A recent decision by the E.U. to begin membership talks with Turkey, a large and predominantly Muslim country, has also provoked a backlash, especially in smaller nations such as the Netherlands that fear their voices will be drowned out.
"I'm not against a united Europe, but I think it's growing too fast," said Vanja van der Leeden, 29, a restaurant worker in The Hague. "At the end of the day, we are always going to have a lesser voice in such a big community, and I'm not sure that's a good thing."
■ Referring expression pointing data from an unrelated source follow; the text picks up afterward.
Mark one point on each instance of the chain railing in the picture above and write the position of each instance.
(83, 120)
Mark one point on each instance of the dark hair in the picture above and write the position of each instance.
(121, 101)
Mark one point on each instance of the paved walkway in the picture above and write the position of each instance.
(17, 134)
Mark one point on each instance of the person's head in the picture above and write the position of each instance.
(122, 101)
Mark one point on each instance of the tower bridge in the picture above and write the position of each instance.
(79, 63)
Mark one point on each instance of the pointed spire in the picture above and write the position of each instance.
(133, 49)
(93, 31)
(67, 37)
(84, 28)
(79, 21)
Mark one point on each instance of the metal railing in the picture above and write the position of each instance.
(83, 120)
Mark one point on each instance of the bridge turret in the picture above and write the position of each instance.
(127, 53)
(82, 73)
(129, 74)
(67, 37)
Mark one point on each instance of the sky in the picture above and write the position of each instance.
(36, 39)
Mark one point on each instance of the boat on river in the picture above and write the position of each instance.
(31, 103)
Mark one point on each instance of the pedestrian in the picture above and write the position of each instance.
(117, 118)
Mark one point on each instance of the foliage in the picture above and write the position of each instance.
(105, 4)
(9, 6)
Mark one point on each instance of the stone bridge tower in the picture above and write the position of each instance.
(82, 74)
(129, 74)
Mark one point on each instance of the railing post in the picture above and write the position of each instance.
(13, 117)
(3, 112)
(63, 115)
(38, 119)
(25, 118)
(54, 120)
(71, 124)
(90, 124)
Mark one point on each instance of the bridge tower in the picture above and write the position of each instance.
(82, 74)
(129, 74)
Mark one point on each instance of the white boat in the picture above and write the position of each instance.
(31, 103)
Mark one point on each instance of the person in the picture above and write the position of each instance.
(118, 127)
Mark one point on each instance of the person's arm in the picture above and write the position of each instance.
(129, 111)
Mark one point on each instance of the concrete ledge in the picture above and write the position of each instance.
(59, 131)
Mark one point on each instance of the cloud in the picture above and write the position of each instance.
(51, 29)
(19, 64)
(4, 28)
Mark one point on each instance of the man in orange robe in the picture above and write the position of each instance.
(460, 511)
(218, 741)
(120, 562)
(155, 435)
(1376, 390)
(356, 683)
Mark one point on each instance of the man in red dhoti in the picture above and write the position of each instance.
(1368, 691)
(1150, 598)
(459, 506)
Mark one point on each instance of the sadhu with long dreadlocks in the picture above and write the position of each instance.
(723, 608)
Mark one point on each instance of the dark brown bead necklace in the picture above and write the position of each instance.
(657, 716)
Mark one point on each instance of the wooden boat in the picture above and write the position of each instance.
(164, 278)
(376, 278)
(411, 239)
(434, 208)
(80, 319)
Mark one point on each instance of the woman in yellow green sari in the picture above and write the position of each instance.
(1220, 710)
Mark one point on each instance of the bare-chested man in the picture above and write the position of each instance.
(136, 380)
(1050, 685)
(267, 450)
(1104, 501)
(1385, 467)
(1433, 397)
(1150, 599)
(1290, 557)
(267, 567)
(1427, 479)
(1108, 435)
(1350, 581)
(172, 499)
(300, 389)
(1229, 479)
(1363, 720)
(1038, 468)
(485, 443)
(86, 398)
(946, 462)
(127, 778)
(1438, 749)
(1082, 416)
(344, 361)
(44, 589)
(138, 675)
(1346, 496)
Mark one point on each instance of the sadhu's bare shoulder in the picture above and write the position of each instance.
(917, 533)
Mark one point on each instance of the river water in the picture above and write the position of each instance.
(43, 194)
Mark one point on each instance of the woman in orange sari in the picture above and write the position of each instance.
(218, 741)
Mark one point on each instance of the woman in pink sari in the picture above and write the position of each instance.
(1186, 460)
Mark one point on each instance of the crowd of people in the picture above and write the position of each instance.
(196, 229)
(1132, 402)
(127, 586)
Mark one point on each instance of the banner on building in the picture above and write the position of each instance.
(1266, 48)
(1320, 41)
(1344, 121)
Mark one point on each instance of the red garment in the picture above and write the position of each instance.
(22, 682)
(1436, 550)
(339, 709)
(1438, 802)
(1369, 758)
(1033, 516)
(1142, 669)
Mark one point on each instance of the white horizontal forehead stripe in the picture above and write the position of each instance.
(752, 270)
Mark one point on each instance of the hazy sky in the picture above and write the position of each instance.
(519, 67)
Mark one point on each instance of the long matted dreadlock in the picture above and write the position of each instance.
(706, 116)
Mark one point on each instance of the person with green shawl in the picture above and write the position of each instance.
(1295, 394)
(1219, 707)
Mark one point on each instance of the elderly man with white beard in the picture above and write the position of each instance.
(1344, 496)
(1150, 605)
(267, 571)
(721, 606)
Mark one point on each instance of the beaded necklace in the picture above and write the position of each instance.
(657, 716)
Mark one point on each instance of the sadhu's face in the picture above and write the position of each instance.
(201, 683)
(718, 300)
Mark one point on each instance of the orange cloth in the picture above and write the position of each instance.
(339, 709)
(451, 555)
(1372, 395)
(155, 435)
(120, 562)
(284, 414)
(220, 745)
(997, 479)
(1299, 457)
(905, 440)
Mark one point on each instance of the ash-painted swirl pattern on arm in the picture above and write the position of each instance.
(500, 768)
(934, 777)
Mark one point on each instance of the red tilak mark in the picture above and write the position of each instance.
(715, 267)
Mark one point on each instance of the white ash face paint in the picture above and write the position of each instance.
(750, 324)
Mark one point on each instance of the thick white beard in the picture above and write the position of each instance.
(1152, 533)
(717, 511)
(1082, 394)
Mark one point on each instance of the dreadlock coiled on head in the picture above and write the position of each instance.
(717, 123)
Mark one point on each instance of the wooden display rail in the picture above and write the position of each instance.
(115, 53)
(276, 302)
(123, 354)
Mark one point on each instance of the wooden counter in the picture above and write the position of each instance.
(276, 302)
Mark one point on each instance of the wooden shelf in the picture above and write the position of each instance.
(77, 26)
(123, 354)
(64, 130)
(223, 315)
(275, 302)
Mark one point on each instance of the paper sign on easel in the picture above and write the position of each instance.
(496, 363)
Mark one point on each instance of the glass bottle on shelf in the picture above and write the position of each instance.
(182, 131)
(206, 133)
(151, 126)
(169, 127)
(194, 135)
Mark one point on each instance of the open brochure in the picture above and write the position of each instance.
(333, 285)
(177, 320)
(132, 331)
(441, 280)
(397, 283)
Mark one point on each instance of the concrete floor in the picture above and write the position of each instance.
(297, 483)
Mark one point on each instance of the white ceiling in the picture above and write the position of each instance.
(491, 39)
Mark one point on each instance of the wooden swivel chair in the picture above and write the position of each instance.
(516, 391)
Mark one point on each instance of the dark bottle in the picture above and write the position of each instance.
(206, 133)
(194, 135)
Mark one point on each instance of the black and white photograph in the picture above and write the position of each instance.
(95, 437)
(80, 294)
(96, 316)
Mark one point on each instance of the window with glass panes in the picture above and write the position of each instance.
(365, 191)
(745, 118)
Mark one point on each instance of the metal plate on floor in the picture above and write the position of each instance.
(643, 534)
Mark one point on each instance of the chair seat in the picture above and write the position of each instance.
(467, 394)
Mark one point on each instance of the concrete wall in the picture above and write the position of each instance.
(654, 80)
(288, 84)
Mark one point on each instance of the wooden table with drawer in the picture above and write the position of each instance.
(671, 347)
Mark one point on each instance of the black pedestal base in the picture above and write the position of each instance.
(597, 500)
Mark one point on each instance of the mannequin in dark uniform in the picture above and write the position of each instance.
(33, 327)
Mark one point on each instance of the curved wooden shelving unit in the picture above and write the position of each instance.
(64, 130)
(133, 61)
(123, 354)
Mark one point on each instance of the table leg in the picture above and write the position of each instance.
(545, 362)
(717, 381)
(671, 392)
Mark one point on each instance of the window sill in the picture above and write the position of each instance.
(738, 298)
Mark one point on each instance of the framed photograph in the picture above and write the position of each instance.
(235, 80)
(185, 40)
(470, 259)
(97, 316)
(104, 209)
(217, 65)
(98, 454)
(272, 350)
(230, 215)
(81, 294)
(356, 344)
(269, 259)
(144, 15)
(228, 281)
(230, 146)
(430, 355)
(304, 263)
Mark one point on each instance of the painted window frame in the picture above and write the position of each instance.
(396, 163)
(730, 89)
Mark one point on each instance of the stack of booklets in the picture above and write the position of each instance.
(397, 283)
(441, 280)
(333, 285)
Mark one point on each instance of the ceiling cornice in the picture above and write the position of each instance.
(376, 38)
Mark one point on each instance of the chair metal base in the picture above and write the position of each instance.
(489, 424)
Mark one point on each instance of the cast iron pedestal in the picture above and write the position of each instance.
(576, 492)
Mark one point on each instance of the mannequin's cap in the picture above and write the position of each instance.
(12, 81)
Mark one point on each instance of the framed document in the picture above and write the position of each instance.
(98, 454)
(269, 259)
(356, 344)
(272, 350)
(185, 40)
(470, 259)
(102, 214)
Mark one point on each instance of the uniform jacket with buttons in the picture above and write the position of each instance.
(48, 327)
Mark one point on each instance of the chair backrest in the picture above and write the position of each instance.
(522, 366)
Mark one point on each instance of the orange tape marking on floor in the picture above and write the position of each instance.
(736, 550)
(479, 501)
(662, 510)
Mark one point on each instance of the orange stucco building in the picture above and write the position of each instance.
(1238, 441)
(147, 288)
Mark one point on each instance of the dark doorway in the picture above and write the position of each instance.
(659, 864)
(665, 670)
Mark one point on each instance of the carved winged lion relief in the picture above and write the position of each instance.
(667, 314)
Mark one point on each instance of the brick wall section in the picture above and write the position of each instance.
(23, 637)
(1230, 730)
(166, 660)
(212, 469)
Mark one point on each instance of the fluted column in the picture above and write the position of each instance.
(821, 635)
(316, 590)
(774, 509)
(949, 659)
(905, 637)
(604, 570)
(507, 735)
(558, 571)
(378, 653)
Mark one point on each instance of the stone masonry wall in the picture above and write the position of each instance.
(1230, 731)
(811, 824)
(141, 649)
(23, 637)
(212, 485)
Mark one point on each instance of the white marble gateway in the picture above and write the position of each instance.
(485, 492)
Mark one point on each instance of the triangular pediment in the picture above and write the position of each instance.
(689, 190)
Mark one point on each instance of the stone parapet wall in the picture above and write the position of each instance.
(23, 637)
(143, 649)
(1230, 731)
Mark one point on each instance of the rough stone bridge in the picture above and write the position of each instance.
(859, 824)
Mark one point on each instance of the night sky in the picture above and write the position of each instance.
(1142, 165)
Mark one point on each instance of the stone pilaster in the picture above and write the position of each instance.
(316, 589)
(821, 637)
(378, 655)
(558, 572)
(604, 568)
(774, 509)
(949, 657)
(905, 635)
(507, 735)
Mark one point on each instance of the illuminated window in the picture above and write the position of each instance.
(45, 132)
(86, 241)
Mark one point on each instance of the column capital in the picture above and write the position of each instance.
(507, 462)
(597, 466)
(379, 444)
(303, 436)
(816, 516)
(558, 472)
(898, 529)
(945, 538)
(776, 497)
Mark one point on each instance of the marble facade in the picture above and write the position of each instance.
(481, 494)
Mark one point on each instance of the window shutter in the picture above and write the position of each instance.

Some citizens appear to have seen a no vote as a protest against immigration policies by which the Netherlands has acquired a Muslim population of at least 10 percent. Tensions flared last November when Dutch filmmaker Theo van Gogh was shot dead in Amsterdam; a Moroccan man who grew up in the Netherlands is awaiting trial on murder charges.
Dutch voters vented their frustration over a number of other concerns. Widespread feelings persist that the Netherlands suffered economically when it traded in the guilder for the euro, the currency now used in 12 countries in Europe.
Another widespread complaint is the cost in tax revenue and subsidies sent to Brussels. The Netherlands sends out more money than it receives.
"We pay too much," said Finance Minister Gerrit Zalm, commenting on television after the vote.
Many politicians here argued to voters that they would ultimately reap great benefits by participating in a stronger European Union. Still, supporters of the constitution said they got a clear message from the Dutch public that it was unhappy about the direction Europe was taking.
"I heard people say they were sitting on a speeding train, and for the first time, they had a chance to jump off. So they did," said Wouter Bos, leader of the Dutch Labor Party. "They had no idea where the train was heading."